Nessa perspectiva, acerca da realidade nacional atual, é imprescindível retomar o aspecto supracitado anteriormente quanto ao descomprometimento da população pelo estudo financeiro. De acordo com o Instituto Brasileiro de Geografia e Estatística (IBGE) de 2019, cerca de 82,7% dos brasileiros tem acesso à internet. Sob esse viés, é notório que mesmo a comunidade sendo hiperconectada, ainda existe um desinteresse por parcela da nação para se informar dos gastos financeiros. Isto é, a falta de divulgação nos canais comunicativos pelo Ministério da Economia sobre a educação financeira favorece ainda mais os gastos inconscientes e compulsivos, uma vez que não se conhece as despesas fundamentais para o dia a dia do brasileiro. Logo, é essencial que medidas realizadas por esse Ministério possa auxiliar a população.

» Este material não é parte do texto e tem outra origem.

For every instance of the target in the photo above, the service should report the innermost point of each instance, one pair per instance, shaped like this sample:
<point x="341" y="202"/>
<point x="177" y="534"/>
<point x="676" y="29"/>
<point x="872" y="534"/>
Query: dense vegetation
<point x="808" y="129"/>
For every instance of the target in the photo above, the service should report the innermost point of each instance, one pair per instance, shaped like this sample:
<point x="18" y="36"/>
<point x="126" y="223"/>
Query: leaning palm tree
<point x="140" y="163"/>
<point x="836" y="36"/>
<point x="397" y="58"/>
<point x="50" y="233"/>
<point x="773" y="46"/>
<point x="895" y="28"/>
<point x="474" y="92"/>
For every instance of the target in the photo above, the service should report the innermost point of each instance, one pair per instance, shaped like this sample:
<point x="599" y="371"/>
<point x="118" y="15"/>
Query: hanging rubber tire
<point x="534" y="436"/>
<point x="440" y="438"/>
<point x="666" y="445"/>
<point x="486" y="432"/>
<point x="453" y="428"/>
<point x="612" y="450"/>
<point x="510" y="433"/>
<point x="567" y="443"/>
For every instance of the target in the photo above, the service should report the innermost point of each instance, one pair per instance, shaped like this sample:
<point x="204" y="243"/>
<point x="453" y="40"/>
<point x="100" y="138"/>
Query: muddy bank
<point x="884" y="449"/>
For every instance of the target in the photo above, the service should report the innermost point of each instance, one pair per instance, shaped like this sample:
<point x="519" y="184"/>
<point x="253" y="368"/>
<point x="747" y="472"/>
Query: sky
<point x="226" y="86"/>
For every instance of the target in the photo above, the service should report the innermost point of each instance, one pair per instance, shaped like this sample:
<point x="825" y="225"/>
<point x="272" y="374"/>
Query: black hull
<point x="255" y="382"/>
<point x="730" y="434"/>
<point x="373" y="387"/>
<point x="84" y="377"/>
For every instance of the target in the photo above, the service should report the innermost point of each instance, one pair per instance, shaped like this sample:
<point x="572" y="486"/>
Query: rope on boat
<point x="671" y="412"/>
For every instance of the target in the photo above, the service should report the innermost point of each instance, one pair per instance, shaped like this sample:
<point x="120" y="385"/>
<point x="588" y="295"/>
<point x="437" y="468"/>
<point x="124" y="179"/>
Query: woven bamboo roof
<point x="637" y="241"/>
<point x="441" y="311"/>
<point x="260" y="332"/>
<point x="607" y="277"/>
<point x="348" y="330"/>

Ademais, é inevitável salientar que fatores relevantes são combinados na estruturação dessa problemática. Dentre eles, destaca-se a influência do sistema capitalista motivando o consumismo. Segundo o filósofo polonês Zygmunt Bauman, ao pronunciar a frase “Consumo, logo existo”, demonstrou que, na sociedade pós-moderna, a condição indispensável à vida é o consumo. Em consonância com fala do filósofo, está a realidade de muitos brasileiros, já que observa-se a influência do capitalismo sobre os hábitos e os costumes da nação, ou seja, consumir, por meio de grande ofertas de produtos e pela publicidade que desperta um desejo no consumidor. Dessa maneira é essencial medidas de conscientização ao país no que tange às malicias do capitalismo.

Portanto, são inevitáveis ações operantes para incluir a educação financeira no cotidiano da sociedade brasileira. Para isso, cabe ao Ministério da Economia, em parceria com a mídia televisiva, fornecer aulas sobre finanças, por meio de canais livres - no período da noite, uma vez que nesse horário maior parte dos brasileiros encontram-se em seus domicílios -, com o intuito de informar os telespectadores no que diz respeito ao consumo consciente. Além disso, devem ser realizadas palestras em locais públicos para conscientizar os brasileiros sobre a influência do capitalismo.